2. Description of Data

The research utilizes a dataset sourced from the UC Irvine Machine Learning Repository, comprising authentic data from a Portuguese banking institution’s direct marketing campaign. These campaigns, conducted from May 2008 to June 2013, primarily revolved around phone calls - both outbound, with human agents calling a customer list to promote the term deposit, and inbound, recording customer calls to subscribe to the deposit. The central objective of this study is to predict if a client will subscribe to a long-term deposit. To enhance prediction accuracy, this research concentrates on a subset of the dataset, comprising 11,162 records (rows) and 17 attributes (columns).

The dataset under study consists of two main types of input variables: numerical and categorical. Numerical variables include attributes like 'age', 'balance', 'day', 'duration', 'campaign', 'pdays', and 'previous'. In contrast, the categorical variables consist of 'job', 'marital', 'education', 'default', 'housing', 'loan', 'contact', 'month', and 'poutcome'. The final column in the dataset represents the target output variable 'deposit', signifying whether a client has subscribed to a term deposit or not, recorded as a binary 'yes' or 'no'. For a detailed description of the data used in this paper, please refer to the UC Irvine Machine Learning Repository (https://archive.ics.uci.edu).

3. Exploratory Data Analysis (EDA)

The initial phase of any knowledge discovery procedure involves Exploratory Data Analysis (EDA). This process provides an interactive platform for gaining an intimate understanding of a new dataset, comprehending its distinctive attributes, and extracting early insights from the data [4].

3.1. The Structure of Data

The comprehensive dataset comprises 11,162 rows (indexed from 0 to 11,161) and 17 columns. The data types present include seven int64 types and ten objects. Notably, there are no missing values across any columns, ensuring data integrity.
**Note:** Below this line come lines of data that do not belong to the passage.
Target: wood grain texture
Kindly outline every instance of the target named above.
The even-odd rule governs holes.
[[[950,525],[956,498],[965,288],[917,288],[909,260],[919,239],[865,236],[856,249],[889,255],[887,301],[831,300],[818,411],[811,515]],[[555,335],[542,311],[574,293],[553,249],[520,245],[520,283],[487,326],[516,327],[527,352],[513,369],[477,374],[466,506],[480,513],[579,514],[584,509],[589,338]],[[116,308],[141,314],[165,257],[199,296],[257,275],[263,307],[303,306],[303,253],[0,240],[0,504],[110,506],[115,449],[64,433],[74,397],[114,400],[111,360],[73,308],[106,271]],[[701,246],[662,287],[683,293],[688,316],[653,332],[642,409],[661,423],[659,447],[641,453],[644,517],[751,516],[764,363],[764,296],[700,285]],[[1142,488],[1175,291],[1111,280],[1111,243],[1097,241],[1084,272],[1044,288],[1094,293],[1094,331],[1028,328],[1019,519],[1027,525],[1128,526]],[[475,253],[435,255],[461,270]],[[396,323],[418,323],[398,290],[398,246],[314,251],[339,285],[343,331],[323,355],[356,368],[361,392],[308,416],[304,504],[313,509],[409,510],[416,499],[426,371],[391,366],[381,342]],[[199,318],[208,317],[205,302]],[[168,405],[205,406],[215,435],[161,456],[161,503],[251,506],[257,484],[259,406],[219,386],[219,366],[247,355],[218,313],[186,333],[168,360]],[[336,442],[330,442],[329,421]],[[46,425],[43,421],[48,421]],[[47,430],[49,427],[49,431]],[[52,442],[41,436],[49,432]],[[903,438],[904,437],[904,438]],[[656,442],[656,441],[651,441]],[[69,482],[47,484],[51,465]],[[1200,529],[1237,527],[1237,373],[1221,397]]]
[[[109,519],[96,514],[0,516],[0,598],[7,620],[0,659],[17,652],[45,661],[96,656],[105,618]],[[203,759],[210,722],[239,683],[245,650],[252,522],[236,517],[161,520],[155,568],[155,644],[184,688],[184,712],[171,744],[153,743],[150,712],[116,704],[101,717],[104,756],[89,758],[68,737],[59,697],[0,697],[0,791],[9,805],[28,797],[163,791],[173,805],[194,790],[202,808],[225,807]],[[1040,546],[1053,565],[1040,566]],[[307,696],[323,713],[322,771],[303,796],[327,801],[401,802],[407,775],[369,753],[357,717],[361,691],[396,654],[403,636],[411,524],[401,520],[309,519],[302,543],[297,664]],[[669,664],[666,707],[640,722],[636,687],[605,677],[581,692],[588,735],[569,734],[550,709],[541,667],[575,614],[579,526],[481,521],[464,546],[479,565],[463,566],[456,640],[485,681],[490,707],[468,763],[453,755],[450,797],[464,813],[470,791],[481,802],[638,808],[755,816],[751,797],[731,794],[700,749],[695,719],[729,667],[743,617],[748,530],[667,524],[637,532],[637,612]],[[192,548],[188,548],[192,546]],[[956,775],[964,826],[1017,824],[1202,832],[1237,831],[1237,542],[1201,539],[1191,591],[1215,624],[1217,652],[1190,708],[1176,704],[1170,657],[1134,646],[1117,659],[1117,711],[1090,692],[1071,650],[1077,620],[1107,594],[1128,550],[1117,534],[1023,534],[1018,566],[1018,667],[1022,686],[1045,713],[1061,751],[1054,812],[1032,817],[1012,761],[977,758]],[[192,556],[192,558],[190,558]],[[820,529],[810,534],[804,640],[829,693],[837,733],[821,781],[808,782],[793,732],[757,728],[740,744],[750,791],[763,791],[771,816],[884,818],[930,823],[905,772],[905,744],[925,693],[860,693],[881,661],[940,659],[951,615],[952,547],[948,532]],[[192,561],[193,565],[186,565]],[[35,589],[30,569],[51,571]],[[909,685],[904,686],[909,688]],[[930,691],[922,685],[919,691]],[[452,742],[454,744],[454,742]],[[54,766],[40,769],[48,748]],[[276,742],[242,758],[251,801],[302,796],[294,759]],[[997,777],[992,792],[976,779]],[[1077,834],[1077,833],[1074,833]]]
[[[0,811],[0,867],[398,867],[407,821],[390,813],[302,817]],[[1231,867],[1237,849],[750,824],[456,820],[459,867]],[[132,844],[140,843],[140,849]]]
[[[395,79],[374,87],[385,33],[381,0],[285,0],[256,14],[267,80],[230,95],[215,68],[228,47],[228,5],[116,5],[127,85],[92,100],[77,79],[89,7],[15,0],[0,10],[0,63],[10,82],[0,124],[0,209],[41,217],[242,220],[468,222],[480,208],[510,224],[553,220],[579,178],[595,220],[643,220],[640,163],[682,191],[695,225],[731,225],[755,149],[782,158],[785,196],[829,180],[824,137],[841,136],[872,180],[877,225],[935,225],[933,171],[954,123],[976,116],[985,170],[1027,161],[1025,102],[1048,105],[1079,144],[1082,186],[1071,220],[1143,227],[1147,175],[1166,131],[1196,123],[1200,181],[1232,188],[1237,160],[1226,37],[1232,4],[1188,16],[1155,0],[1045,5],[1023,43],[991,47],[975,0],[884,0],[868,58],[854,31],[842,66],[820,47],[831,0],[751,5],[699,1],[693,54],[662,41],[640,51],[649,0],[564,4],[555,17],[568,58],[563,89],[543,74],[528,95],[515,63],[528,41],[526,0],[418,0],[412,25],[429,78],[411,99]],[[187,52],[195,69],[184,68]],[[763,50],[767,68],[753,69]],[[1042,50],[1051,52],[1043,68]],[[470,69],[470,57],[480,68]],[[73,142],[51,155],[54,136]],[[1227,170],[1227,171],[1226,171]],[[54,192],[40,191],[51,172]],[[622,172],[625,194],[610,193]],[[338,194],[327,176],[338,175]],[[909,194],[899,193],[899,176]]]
The 'deposit' column is of binary nature, signifying whether a client has subscribed ('yes') or has not subscribed ('no') to a term deposit. Out of all clients, 5,289 (or 47.38%) have term subscriptions, while the remaining 5,873 (or 52.62%) do not.

3.2. Numerical Columns Exploration

The dataset comprises seven numerical columns, the distributions of which are analyzed and visualized through graphical representation. An evaluation of the age data reveals a client age span of 18 to 95 years, with a conspicuous concentration in the 30–40-year age group. The average age within the dataset is about 41 years. The second numeric variable, balance, denotes each client's available account balance. With a range spanning approximately 0 to 30,000, the mean balance stands at 1,528. Nonetheless, a high standard deviation implies a wide dispersion in account balances across the dataset.

3.3. Categorical Columns Exploration

The dataset incorporates nine categorical input variables. The study scrutinizes the distribution of these categorical data and their interrelation with numerical variables to deepen our understanding.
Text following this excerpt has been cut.